Reconstruire l'Europe pendant le mandat de Trump
Aujourd'hui, le grand méchant Trump est de retour à la Maison Blanche. Avec lui, son équipe d'élites "anti-élites", qui plonge l’Europe dans l’incertitude. Et si c'était une bonne chose pour le Vieux Continent ?
Si l'on en croit le discours ambiant, comme souvent, ce serait la fin du monde. En l'occurrence, Trump et ses puissants amis propriétaires de multinationales signeraient l'arrivée au pouvoir de l'extrêmisme et du populisme, torpillant au passage les valeurs intrinsèques de l'Union européenne. Entre la multiplication des menaces commerciales, l’affaiblissement des institutions internationales et l’isolement diplomatique, il y a de quoi s’inquiéter. Cependant, cette victoire étant aussi celle du souverainisme et de l'isolationnisme, elle pourrait aussi avoir des effets positifs sur notre autonomie.
L'Europe, sans les États-Unis
Trump n'a que faire de l'Europe, et il l'a fait savoir à de multiples reprises. Lors de son premier mandat, le Vieux Continent avait été réduit à une simple variable d’ajustement dans les rapports géopolitiques, sous la pression de ses priorités nationales et économiques. En 2025, avec une administration Trump 2.0, on ne pourra pas se reposer sur de bons vieux accords transatlantiques pour faire tourner l'Europe. On ne pourra plus tellement compter sur l'OTAN non plus, qu'il fait peser dans la balance des négociations dès qu'il en a l'occasion. De fait, Donald Trump a toujours affirmé que l’Europe devait prendre en charge sa propre défense et se défaire de sa dépendance à l’égard des États-Unis, et il a peut-être raison.
Cette "thérapie de choc" pourrait être l’occasion de nous réinventer, plus indépendants, plus cohérents et plus stratégiques. Que ce soit d'un point de vue économique, géopolitique ou culturel, les pays européens vont devoir, ou pouvoir, se départir des États-Unis, qui jusqu'alors, semblaient peu à peu nous dicter notre conduite. En d'autres termes, les prochaines années risquent d'être mouvementées, mais comme dans toute bonne crise, il y aura aussi un lot d'opportunités que nous pourrions saisir.
Résignation ou coordination
A priori, il y a deux options possibles en termes de stratégie : se débrouiller pour être dans les bonnes grâces de Trump, et espérer en tirer avantage à l'échelle nationale ; ou bien trouver une autre solution, une force ailleurs qu'à l'autre bout de l'Atlantique. La première option est naturellement privilégiée par les partis européens de droite dure, pour qui le nationalisme est une priorité absolue, et c'est bien ce qui risque de désunir le continent, rendant la deuxième option difficilement accessible. Toutefois...

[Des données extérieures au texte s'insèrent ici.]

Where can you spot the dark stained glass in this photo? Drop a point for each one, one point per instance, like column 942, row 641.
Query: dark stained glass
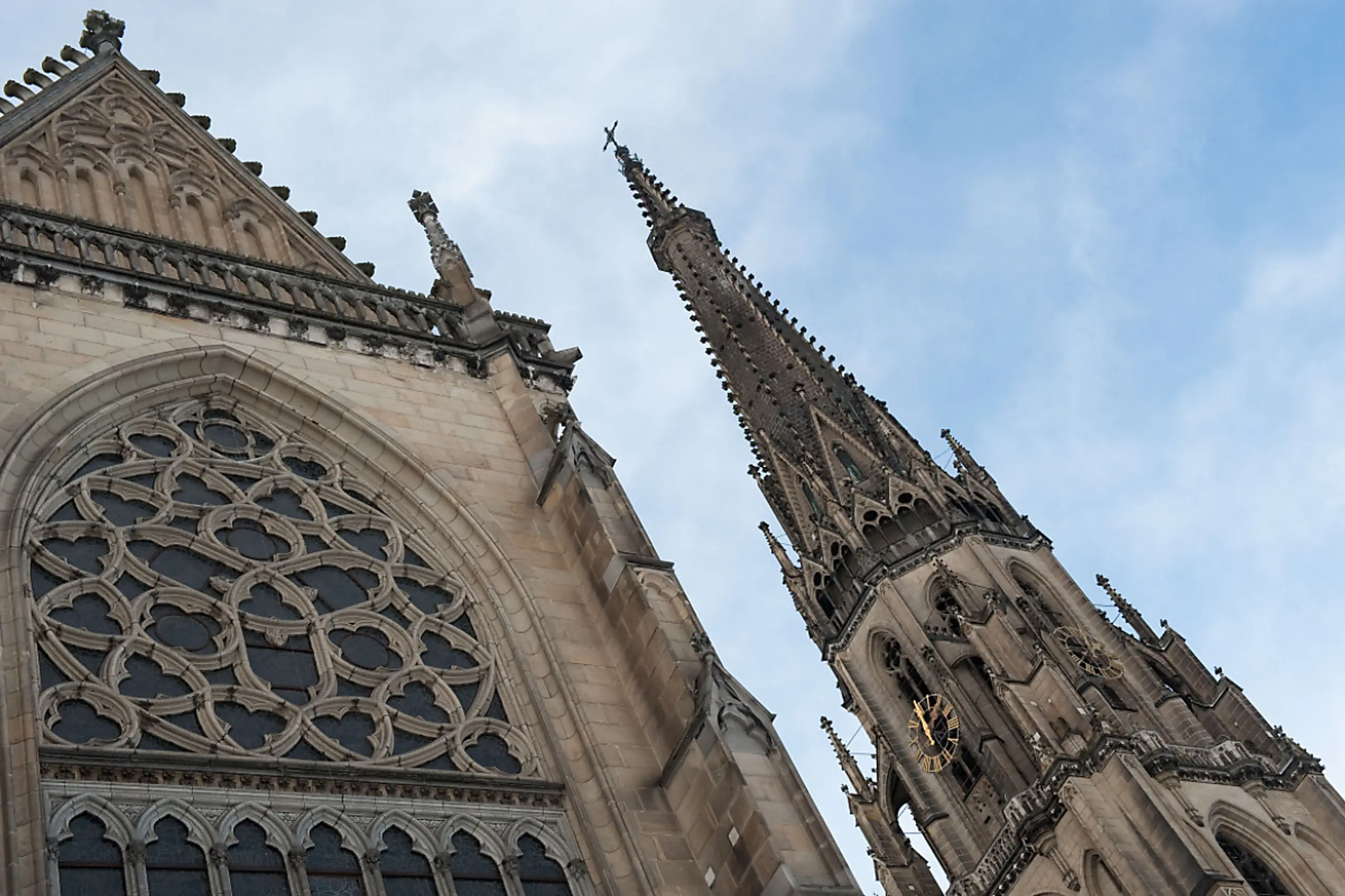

L'autre option, suggérée par le géopoliticien Cyrille Bret dans un article pour The Conversation, repose sur l'idée que les Européens doivent oublier leurs frustrations et se concentrer sur une seule priorité : la coordination. Selon lui, l'Union européenne pourrait trouver dans l'ignorance de Trump un moteur d'unité. Avec des désaccords croissants sur des sujets comme l’Ukraine, l’économie, le climat ou la diplomatie, les Européens seraient contraints de bâtir une politique commune, plus affirmée et plus autonome. Pendant que Trump adoptera ici et là un rapport de force, que ce soit vis-à-vis de la Russie, de la Chine ou du Moyen-Orient, l'Europe pourrait se présenter comme une alternative sérieuse, à condition que ses membres se serrent les coudes. Dans son article, Cyrille Bret explique que "les Européens doivent s’imposer une discipline de fer en matière de coordination sur les principaux dossiers sécuritaires (Ukraine, Israël), économiques (IA, énergie, tarifs douaniers) et diplomatiques (sanctions, dialogue avec le Sud, organisations multilatérales)". En d’autres termes, il s’agit de dépasser l’attitude de simple "suiveur" pour devenir un acteur géopolitique autonome, capable de peser sur les décisions mondiales. Ce dont l'Europe a toujours rêvé, finalement.
Pour ça, il faudrait nécessairement dépasser les peurs et les dissensions internes pour éviter de céder à la tentation de la conciliation et du pragmatisme économique. Sur le long-terme, ce pourrait être l'occasion de relever les pays européens indépendamment du reste, d'abord dans leur unicité, afin de recréer ensuite un continent capable.